Ich war Beamter und diente mit den Unfallfotos dem Protokoll und dem Richter. Dekoration störte, lenkte von den Fakten ab. Diese Tatsache war nicht einfach zu akzeptieren im isolierten, eintönigen Nidwalden, das damals nur mit dem Schiff oder über eine Drehbrücke zu erreichen war und wo man genau zwei Menschenrassen kannte: Wir von hier, und die anderen von woanders. Alles, was im Kanton ein bisschen grösser, schöner, schneller oder besser war, war – mangels Vergleichsmöglichkeit – sofort weltgrösstes, weltschönstes, weltschnellstes und weltbestes. Diese gestörte Weltniveauselbsteinschätzung zeigt, wie ähnlich sich geschlossene Gesellschaften sind, egal ob sie sich katholisch oder kommunistisch definieren.
Kam nie der Gedanke, dass Ihre Fotos einen künstlerischen Weg gehen?
Weder mir, noch sonst wem. Kunst waren in Nidwalden die nackten Barockengel in der Pfarrkirche und die schwere Orgelmusik auf der Empore. Kunst gehörte in grosse Gebäude, wie ich sie vom Schweizerischen Landesmuseum vom Hörensagen und vom Kunstmuseum Luzern von aussen kannte. Meine Fotos hatten – wenn die Wertschätzung hoch sein sollte – die Relevanz eines Jodler Chors, einer Jass-Runde oder eines Karneval-Wagens am Fastnachtsumzug. [] Wenn ich auf dem Dach des VW-Busses stand, allein über Rolleiflex und Kamerastativ, war mir klar, dass ich selbstbestimmt das Bild gestaltete.

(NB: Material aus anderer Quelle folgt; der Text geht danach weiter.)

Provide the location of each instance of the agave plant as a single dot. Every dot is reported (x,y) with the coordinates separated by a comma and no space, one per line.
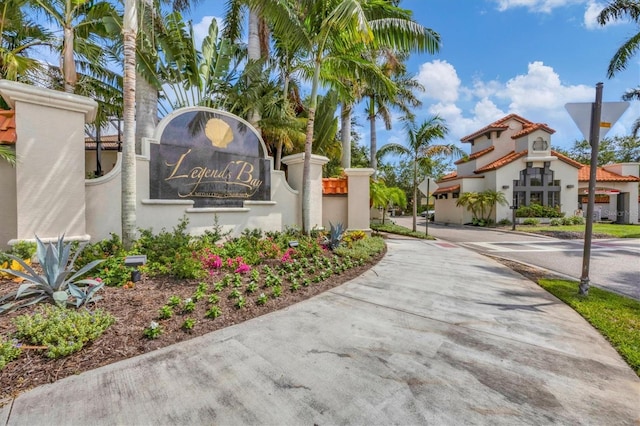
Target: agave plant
(335,235)
(58,283)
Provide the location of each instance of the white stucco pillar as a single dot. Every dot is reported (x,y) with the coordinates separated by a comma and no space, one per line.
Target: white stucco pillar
(50,172)
(358,199)
(295,165)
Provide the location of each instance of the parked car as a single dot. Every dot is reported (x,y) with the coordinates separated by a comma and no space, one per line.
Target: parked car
(431,213)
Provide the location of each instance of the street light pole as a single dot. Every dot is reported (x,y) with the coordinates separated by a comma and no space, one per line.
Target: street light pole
(426,218)
(594,140)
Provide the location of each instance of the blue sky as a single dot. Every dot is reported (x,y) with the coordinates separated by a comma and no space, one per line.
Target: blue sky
(528,57)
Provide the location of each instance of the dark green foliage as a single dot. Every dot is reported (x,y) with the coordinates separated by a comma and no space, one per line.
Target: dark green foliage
(170,253)
(8,352)
(536,210)
(63,331)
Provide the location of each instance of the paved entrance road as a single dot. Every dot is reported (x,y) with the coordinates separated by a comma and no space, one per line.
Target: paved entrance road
(614,265)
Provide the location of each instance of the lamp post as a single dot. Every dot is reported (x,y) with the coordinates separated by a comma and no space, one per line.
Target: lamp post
(514,207)
(594,140)
(426,217)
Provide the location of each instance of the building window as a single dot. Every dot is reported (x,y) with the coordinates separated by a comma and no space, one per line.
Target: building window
(537,186)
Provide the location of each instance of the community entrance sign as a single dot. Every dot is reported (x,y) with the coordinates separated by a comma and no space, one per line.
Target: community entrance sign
(211,157)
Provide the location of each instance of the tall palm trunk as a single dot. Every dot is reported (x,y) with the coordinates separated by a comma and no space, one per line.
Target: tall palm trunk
(345,134)
(68,62)
(146,102)
(254,54)
(415,193)
(373,163)
(128,147)
(306,166)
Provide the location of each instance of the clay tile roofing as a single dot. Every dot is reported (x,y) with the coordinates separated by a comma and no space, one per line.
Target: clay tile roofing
(449,176)
(108,142)
(333,186)
(509,158)
(475,155)
(530,128)
(566,159)
(499,125)
(446,190)
(603,175)
(7,127)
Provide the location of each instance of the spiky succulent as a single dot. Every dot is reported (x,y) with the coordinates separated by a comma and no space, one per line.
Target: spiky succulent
(59,282)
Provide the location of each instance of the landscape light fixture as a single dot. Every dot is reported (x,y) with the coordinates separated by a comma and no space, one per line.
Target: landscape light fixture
(134,262)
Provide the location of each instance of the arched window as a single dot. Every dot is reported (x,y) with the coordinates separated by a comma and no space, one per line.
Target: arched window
(537,186)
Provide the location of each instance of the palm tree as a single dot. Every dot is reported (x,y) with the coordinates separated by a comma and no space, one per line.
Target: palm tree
(383,196)
(420,149)
(147,83)
(378,104)
(84,30)
(616,10)
(18,36)
(491,198)
(470,201)
(329,31)
(130,29)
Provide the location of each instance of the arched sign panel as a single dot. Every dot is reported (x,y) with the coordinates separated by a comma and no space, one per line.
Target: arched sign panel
(211,157)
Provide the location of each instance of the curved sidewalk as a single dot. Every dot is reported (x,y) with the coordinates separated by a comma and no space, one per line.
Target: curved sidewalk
(433,334)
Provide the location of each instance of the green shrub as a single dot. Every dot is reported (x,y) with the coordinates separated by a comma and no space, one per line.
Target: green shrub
(170,253)
(362,249)
(536,210)
(63,331)
(577,220)
(113,272)
(101,250)
(8,352)
(505,222)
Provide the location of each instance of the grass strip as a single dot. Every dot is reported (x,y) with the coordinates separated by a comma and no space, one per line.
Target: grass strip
(400,230)
(616,317)
(612,229)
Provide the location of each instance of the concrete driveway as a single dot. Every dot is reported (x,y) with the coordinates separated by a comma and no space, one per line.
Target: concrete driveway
(433,334)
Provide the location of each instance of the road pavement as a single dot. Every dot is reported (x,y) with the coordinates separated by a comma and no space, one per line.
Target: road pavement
(614,263)
(433,334)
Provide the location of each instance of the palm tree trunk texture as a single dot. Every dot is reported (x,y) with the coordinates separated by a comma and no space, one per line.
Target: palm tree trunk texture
(128,146)
(373,163)
(146,103)
(68,62)
(146,111)
(254,54)
(345,135)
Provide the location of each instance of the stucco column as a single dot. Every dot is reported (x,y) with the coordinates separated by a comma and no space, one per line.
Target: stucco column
(50,172)
(358,199)
(295,165)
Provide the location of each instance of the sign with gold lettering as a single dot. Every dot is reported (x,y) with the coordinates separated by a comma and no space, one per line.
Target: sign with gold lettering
(211,157)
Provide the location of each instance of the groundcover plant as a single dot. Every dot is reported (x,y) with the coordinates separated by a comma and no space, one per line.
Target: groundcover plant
(188,287)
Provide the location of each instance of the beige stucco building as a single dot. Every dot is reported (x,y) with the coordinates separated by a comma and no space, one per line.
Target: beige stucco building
(513,155)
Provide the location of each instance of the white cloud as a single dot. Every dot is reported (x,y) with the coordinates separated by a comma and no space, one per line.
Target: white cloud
(541,90)
(440,81)
(591,14)
(541,6)
(538,95)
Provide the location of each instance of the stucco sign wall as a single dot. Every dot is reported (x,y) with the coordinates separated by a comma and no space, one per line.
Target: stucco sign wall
(211,157)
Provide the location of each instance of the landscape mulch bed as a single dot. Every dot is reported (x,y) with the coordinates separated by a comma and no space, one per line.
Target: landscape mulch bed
(134,309)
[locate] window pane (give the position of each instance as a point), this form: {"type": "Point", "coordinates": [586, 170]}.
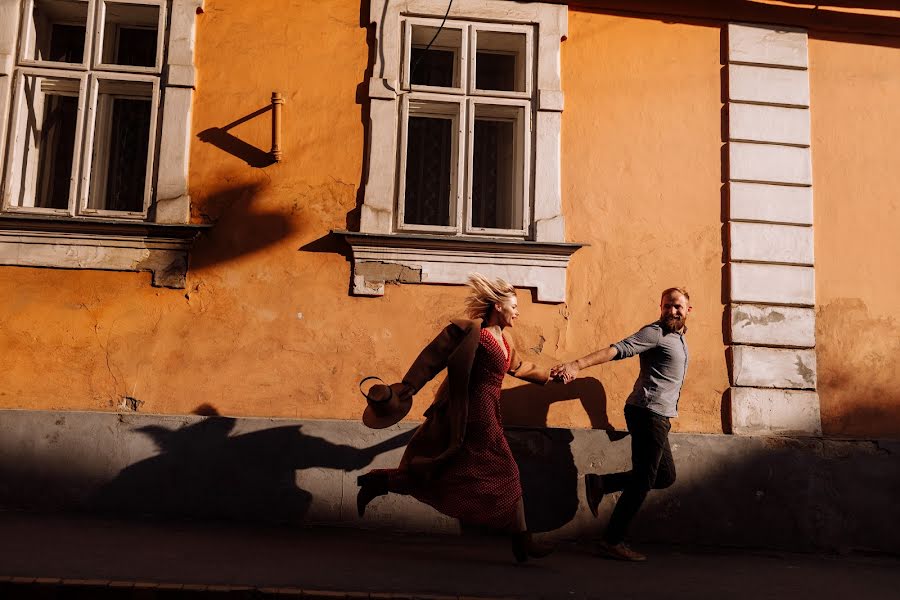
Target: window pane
{"type": "Point", "coordinates": [121, 142]}
{"type": "Point", "coordinates": [46, 132]}
{"type": "Point", "coordinates": [130, 34]}
{"type": "Point", "coordinates": [429, 148]}
{"type": "Point", "coordinates": [439, 65]}
{"type": "Point", "coordinates": [57, 30]}
{"type": "Point", "coordinates": [493, 173]}
{"type": "Point", "coordinates": [500, 61]}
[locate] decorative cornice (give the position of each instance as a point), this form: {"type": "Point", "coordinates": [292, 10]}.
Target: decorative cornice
{"type": "Point", "coordinates": [379, 259]}
{"type": "Point", "coordinates": [102, 244]}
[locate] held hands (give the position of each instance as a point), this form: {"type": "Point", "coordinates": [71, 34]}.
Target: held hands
{"type": "Point", "coordinates": [564, 373]}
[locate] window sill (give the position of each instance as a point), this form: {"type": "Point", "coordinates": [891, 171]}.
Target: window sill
{"type": "Point", "coordinates": [99, 243]}
{"type": "Point", "coordinates": [380, 259]}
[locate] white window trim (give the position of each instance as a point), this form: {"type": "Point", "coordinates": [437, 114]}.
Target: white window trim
{"type": "Point", "coordinates": [378, 218]}
{"type": "Point", "coordinates": [159, 243]}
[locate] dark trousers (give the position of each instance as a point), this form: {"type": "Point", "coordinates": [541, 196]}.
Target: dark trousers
{"type": "Point", "coordinates": [652, 467]}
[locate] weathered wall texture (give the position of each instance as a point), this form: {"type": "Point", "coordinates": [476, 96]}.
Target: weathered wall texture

Ich war sicher, wann der Moment für den Auslöser da war und hätte mir an der Kamera von niemandem reinreden lassen.
Gab es Gespräche über Ihre Arbeit als Fotograf?

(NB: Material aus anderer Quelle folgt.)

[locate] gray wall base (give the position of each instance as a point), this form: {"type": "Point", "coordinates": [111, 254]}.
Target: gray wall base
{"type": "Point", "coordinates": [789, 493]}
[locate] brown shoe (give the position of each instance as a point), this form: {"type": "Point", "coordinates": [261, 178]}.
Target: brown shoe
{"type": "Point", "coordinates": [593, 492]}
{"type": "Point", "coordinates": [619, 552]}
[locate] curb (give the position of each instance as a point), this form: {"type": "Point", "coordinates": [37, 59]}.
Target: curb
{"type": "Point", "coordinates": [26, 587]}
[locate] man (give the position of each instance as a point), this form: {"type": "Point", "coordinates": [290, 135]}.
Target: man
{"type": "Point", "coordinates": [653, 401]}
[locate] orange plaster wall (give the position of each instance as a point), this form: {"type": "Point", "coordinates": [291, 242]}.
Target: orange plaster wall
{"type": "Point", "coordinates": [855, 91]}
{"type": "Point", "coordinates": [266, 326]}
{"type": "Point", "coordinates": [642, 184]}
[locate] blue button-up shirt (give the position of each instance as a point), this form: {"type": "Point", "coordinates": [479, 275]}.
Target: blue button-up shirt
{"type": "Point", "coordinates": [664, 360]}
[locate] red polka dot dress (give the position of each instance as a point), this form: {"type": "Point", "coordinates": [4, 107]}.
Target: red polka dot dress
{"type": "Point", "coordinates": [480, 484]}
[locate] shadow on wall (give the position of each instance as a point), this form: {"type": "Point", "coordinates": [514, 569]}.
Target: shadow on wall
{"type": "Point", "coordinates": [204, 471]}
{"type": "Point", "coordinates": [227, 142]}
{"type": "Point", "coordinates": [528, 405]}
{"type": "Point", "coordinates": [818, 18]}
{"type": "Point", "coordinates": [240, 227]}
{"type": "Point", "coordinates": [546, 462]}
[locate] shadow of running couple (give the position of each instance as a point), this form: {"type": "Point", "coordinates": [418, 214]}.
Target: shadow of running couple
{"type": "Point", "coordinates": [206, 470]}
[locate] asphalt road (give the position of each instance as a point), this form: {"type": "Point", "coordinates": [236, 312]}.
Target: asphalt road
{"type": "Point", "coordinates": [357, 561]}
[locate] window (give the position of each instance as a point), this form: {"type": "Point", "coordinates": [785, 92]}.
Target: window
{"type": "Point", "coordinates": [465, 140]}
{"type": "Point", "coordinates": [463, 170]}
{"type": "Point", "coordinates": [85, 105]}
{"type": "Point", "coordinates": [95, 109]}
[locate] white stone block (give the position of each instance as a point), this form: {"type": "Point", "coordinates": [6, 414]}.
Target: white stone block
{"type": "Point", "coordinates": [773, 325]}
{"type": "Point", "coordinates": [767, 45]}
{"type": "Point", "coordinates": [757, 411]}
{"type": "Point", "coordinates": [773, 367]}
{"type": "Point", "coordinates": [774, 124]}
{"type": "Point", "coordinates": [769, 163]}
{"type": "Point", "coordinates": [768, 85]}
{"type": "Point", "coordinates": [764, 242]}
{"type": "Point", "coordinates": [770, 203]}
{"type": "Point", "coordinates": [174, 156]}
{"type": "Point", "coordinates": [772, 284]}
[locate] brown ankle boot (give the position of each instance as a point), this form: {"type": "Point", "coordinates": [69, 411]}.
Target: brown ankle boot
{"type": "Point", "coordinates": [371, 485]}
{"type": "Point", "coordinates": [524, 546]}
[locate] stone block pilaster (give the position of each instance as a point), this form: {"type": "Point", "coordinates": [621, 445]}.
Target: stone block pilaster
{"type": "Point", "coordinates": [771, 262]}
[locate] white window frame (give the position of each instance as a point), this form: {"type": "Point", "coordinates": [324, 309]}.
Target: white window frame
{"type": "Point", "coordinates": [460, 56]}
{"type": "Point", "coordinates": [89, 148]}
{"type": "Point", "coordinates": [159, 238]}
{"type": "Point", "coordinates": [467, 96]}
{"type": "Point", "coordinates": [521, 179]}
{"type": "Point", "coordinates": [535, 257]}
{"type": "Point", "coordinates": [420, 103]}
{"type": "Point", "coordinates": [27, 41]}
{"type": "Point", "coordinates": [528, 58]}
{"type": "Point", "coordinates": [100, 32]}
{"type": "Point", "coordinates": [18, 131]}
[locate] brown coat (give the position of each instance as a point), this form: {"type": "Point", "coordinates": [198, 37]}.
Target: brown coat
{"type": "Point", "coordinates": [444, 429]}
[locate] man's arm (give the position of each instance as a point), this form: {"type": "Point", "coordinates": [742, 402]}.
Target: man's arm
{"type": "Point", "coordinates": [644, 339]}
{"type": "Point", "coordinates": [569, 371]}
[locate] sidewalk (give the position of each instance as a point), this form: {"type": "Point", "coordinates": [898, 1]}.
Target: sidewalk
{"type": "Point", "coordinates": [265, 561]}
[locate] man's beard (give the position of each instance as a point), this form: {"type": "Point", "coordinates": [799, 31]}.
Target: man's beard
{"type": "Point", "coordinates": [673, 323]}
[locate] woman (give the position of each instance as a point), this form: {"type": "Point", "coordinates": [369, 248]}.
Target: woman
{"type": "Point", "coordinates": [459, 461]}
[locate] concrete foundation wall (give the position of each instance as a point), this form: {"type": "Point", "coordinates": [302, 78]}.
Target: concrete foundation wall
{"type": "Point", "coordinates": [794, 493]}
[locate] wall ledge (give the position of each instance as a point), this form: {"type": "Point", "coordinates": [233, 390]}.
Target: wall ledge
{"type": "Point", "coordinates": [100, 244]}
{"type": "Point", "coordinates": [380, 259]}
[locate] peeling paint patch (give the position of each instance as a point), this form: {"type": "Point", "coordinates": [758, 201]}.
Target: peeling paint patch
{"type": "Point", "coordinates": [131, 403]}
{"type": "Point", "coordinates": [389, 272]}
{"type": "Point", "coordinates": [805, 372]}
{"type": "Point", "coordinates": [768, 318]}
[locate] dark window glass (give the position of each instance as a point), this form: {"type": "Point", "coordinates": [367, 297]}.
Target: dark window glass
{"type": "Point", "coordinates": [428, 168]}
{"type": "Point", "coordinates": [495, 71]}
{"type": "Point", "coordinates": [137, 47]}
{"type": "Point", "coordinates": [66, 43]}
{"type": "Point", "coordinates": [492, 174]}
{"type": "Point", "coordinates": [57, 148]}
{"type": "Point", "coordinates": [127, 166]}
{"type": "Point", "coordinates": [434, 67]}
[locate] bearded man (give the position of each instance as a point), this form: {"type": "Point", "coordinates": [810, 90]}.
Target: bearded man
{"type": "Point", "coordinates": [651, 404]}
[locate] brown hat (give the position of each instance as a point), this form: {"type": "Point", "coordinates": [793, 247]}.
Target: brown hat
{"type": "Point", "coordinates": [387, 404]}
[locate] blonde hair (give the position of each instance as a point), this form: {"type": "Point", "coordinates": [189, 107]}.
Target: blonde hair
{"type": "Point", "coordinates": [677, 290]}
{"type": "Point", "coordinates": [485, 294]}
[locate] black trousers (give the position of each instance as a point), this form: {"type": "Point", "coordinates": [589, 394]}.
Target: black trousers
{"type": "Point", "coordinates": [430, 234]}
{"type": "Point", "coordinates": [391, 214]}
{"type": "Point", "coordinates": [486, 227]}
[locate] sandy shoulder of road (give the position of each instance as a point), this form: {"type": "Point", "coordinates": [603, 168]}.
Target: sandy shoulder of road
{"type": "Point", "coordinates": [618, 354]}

Nein. An Gespräche über Fotos und deren Entstehen haben in Nidwalden keinen interessiert. […] Es war mir ganz recht, dass ich mit niemandem über die Fotoarbeit reden musste. Was der Bauch weiss, lässt sich schlecht erklären. Aber ein paar persönliche Komplimente über die verschenkten Abzüge hätte ich gerne gehört. Heute ist alles anders – oder auch nicht. Als ich meinen Berliner Galeristen und meinen Sohn an die Eröffnung der Einzelausstellung im Art Institute of Chicago begleitete, veranstaltete der leitende Kurator im Auditorium ein fünfstündiges Symposium mit Vorträgen über meine Fotos. Ich zog die beste Krawatte an und bereiteten ein paar englische Grussworte vor, aber nur einer der Redner erwähnte kurz, der Künstler sei anwesend und begrüsste mich, ohne mich auf die Bühne zu bitten. Mein Sohn flüsterte mir zu, das sei oberste Liga, hier ginge es um mein Werk und nicht um mich, mehr könne ein Künstler im Leben nicht erreichen. Wenn das so ist, gut, schön, noch schöner wäre gewesen, wenn ein Journalist der Nidwaldner Zeitung in Chicago dabei gewesen wäre und berichtet hätte. Wertschätzung in Nidwalden war mir wichtiger als Wertschätzung in der Welt.